Luke’s dad died in the spring. It wasn’t unexpected, but I don’t think that ever really makes it better. Luke and I did all the funeral stuff together. We took visitors at his house and ate all the food they brought. We stood with the family at the viewing. We rode in the limo to the funeral. I sat with him in the front row of the church. We rode in the limo to the graveside service.
I tried not to cry. I didn’t feel like I deserved to be allowed to cry. He wasn’t my dad. He was Luke’s dad. How could my sadness even compare a tiny bit to the sadness Luke must’ve felt? So I only cried a little, and as covertly as possible when I was with Luke.

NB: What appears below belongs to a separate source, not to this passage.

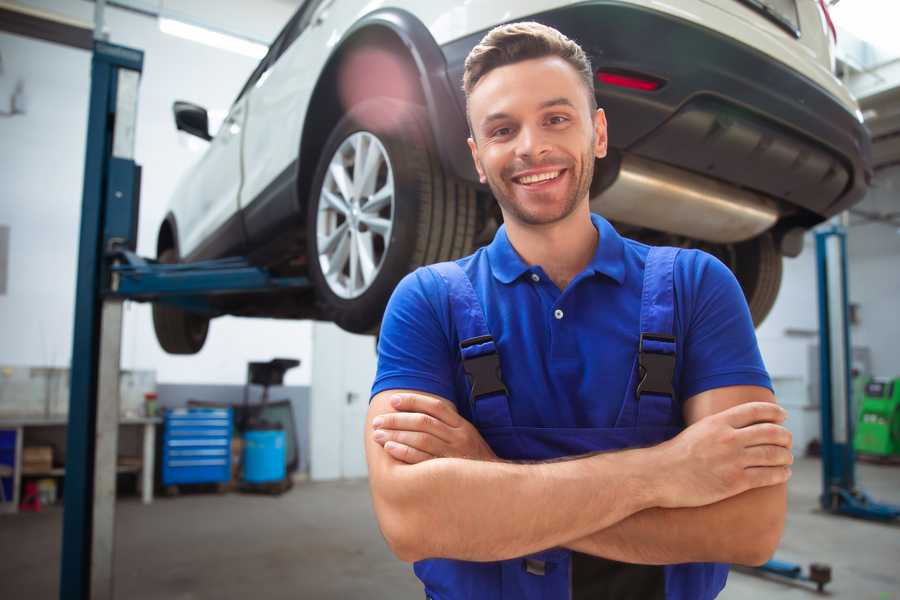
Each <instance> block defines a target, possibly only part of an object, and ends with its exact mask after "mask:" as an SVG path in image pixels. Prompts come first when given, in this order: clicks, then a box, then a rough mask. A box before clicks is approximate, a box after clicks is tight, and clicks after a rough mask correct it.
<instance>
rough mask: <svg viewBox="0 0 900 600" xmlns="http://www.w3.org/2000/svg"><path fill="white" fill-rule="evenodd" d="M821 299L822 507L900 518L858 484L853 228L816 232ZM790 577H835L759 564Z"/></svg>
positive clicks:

When I came home, I would shut the front door, sit on the steps, and weep, sometimes for hours, because I was sad for Luke and his mom and his little brother, and sad for his dad that he wouldn’t get to see his sons grow up, and sad that anyone ever had to experience this completely unfair death thing.
And then I would make myself think about how behind I was on my homework and how I’d missed choir practice at church, and I would get up and do the whole Life thing, even though Luke’s dad was dead. Luke came back to school and made jokes and drew funny cartoons on my notepads, even though his dad was dead. And for a while, everything we did was even though Luke’s dad was dead.
But I guess that’s how it’s supposed to be. Sometimes you have to do things for a while “even though.” And if you do things “even though” enough times, you remember why you were doing them in the first place.
You get better at the Life thing again.